CPSF6 loss mediates LDHA 3'UTR shortening to promote fibroblast glycolysis and pulmonary fibrosis.

Abstract

Pulmonary fibrosis is a chronic and progressive fibrotic lung disease with a poor prognosis and few treatment options. Alternative polyadenylation (APA), an important post-transcriptional regulatory mechanism, remains poorly understood in pulmonary fibrosis. In this study, we found that cleavage and polyadenylation-specific factor 6 (CPSF6), a key regulator of APA, was downregulated in silica-induced mouse fibrotic lung tissue. AAV-mediated in vivo overexpression of CPSF6 could mitigate the progression of pulmonary fibrosis induced by silica.
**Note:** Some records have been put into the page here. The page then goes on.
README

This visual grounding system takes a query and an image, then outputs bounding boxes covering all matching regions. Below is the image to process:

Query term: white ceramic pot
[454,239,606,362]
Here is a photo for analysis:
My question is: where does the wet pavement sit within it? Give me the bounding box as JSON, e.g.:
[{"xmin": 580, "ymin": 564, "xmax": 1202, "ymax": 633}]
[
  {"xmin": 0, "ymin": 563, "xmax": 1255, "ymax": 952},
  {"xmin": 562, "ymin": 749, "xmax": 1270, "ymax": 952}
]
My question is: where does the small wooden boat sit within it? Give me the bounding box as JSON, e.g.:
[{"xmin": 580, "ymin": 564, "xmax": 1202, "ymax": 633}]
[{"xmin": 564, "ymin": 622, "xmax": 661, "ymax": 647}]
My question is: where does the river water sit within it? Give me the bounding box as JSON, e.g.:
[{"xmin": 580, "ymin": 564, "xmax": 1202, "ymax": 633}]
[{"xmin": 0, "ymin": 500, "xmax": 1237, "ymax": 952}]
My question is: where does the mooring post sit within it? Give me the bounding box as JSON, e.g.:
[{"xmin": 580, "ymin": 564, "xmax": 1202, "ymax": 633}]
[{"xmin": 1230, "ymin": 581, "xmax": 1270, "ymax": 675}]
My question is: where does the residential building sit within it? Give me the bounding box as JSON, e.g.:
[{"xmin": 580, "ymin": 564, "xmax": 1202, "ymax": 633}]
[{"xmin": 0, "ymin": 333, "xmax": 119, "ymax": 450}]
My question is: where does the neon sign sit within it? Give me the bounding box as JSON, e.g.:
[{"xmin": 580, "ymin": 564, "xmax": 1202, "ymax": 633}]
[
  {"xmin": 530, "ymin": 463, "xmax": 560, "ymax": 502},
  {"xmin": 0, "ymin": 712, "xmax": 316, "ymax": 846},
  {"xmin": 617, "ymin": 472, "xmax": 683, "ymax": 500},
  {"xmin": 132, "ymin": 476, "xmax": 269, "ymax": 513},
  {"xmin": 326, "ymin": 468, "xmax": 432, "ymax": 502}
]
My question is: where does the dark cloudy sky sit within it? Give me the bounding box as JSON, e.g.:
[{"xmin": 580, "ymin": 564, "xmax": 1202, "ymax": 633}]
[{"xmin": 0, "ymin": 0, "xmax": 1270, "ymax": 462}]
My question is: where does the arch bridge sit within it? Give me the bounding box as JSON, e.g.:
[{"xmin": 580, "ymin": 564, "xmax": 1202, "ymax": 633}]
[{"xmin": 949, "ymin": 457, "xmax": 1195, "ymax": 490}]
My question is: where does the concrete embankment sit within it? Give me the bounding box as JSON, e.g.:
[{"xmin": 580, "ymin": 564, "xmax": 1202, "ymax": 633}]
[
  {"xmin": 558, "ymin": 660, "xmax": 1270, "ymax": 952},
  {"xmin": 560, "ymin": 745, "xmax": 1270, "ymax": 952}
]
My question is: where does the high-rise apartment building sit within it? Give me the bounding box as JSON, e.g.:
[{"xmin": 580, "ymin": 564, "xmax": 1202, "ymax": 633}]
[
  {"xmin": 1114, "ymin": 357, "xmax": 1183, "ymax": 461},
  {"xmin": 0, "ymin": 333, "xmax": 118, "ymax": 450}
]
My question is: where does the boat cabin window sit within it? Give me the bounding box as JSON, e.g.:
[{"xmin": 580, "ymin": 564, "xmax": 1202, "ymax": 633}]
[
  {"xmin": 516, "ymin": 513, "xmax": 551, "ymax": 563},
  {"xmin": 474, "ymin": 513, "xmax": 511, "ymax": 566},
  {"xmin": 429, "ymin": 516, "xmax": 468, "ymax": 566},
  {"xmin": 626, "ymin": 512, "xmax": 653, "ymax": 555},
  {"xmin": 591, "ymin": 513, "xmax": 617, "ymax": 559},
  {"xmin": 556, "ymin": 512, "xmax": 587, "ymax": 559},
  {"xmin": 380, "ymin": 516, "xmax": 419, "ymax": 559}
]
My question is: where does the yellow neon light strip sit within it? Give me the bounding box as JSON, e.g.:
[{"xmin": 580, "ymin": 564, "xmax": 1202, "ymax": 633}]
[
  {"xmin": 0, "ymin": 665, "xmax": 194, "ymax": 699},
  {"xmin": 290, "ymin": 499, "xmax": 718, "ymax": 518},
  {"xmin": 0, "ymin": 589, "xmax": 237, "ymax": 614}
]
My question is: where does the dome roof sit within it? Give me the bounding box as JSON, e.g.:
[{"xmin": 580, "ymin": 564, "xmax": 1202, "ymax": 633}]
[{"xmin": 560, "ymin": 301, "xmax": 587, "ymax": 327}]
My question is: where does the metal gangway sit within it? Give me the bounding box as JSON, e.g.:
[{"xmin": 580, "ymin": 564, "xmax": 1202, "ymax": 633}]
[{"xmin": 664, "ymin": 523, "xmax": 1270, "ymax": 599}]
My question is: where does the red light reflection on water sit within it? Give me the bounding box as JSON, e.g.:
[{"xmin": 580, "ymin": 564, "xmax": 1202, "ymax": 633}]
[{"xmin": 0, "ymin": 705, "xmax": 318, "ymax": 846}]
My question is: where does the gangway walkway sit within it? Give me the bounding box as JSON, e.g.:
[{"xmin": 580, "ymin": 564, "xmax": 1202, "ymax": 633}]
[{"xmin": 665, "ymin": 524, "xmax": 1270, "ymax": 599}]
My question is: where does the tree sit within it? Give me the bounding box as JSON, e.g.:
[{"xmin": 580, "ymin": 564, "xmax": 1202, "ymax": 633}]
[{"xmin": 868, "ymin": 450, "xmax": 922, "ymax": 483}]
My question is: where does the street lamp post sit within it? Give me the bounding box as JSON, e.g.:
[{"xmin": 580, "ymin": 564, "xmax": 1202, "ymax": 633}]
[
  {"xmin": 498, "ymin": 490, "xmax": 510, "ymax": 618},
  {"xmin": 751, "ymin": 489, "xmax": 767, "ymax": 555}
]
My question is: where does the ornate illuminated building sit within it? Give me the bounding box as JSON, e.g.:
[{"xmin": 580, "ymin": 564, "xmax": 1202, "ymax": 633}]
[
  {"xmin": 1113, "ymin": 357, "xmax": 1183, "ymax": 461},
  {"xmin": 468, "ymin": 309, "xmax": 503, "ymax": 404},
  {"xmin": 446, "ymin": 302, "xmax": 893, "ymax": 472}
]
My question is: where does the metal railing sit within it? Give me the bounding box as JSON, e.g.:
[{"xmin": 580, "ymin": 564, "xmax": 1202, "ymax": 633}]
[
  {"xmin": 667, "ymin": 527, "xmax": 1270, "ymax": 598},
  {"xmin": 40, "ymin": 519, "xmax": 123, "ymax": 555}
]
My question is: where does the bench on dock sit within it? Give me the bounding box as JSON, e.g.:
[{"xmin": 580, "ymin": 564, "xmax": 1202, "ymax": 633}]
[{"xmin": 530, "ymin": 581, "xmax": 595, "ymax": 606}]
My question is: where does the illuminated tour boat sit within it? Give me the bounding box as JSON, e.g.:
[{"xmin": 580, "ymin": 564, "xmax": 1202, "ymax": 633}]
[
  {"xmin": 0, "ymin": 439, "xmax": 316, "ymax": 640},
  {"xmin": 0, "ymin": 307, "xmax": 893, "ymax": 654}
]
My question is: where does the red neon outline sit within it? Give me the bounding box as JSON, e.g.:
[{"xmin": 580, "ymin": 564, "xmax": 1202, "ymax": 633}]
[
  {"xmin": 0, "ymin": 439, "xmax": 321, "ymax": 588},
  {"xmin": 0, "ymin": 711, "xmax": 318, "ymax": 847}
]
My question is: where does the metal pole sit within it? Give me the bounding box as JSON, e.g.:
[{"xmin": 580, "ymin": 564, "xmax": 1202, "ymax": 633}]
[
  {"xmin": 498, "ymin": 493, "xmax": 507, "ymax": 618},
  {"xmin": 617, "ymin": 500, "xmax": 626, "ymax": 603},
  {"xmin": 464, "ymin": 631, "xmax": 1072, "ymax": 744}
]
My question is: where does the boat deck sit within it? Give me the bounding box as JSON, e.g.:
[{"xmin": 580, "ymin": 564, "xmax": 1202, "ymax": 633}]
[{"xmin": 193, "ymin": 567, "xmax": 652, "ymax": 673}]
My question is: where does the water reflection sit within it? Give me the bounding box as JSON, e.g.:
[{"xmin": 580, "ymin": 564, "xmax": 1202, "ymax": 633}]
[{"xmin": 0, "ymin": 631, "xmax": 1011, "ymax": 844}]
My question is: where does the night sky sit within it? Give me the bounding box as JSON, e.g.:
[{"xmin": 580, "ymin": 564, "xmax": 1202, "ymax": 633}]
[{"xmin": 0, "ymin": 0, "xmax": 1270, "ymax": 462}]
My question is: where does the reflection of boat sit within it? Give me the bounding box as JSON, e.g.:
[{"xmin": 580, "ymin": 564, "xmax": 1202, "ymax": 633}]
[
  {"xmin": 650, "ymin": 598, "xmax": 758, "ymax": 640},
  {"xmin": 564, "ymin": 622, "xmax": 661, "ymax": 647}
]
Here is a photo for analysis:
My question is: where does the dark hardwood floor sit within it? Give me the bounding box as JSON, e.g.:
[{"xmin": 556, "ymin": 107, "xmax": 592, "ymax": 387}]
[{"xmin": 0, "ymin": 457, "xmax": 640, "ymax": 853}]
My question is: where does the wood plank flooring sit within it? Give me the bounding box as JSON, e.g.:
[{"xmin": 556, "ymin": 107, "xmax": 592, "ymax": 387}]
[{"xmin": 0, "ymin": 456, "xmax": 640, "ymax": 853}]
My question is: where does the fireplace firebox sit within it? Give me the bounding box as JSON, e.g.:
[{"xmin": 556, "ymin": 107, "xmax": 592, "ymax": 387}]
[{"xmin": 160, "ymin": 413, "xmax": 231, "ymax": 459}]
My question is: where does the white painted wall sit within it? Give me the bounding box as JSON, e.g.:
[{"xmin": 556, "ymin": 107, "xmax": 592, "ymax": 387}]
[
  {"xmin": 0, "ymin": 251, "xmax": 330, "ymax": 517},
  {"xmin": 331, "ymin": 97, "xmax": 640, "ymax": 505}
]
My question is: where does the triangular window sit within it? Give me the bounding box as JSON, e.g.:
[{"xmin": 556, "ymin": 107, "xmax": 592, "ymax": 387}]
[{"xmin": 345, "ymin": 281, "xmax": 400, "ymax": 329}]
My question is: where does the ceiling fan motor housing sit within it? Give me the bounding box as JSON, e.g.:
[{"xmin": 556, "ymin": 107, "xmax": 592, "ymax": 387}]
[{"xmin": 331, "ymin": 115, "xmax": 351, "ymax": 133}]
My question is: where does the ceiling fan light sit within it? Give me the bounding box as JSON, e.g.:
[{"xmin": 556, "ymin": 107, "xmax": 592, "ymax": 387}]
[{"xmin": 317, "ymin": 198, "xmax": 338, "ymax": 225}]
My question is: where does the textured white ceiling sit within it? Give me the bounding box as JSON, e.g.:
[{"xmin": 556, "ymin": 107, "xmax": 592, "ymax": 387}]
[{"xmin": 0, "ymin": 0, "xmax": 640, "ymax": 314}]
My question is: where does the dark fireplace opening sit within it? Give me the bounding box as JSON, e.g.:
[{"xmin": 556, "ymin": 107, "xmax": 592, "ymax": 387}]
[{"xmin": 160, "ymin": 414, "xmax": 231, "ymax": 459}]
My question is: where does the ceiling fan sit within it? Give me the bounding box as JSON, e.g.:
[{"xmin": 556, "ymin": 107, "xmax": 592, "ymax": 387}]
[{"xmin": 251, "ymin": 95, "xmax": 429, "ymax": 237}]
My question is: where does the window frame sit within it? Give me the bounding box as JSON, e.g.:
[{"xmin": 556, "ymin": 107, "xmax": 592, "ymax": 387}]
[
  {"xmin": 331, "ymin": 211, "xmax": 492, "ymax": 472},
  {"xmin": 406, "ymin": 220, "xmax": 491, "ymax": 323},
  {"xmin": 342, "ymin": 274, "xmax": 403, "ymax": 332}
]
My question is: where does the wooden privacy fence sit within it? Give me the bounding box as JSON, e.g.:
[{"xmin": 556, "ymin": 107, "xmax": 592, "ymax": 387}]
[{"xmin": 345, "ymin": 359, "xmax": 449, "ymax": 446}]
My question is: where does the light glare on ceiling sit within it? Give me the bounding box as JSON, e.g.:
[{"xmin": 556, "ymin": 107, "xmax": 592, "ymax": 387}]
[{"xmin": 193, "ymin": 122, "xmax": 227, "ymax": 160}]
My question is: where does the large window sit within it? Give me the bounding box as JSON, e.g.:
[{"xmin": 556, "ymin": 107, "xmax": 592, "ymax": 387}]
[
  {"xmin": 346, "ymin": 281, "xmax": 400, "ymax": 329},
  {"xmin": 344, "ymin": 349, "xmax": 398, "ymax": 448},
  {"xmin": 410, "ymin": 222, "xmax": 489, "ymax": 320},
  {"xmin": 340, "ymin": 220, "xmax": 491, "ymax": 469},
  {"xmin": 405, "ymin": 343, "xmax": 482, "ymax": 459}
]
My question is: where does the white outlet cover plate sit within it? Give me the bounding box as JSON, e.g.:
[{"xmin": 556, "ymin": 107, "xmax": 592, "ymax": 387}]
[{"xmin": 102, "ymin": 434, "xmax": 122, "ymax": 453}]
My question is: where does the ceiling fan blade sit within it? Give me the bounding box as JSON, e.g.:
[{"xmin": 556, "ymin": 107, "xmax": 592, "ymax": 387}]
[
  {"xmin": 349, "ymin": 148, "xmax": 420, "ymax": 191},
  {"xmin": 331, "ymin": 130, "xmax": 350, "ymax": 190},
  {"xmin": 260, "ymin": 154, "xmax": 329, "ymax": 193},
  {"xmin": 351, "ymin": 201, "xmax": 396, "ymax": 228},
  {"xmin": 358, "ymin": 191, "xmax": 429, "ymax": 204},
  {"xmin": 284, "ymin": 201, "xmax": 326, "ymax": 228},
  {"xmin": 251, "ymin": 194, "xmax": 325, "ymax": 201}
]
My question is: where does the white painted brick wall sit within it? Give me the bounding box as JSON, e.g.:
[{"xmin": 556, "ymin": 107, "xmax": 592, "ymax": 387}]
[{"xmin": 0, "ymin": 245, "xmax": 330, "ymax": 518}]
Moreover, CPSF6 knockdown in fibroblasts enhanced fibroblast (MRC-5 cell line and mouse primary lung fibroblast) activation and glycolytic activity. ONT-RNA-seq data and subsequent experiments indicated that CPSF6 loss favored the utilization of the proximal poly (A) site in the 3' untranslated region (UTR) of lactate dehydrogenase (LDHA), resulting in a short-3'UTR LDHA isoform that produced more protein due to avoiding miR-4317 targeting. The upregulation of LDHA mediated the profibrotic effect of CPSF6 loss by facilitating glycolysis and contributed to the transition of fibroblasts into myofibroblasts. Taken together, our findings indicate that the CPSF6 silence promotes fibroblast glycolysis and pulmonary fibrosis progression by upregulating LDHA expression through the loss of miR-4317-mediated repression resulting from alternative polyadenylation of the LDHA mRNA 3' UTR. CPSF6 and its downstream effector may represent promising targets for pulmonary fibrosis treatment.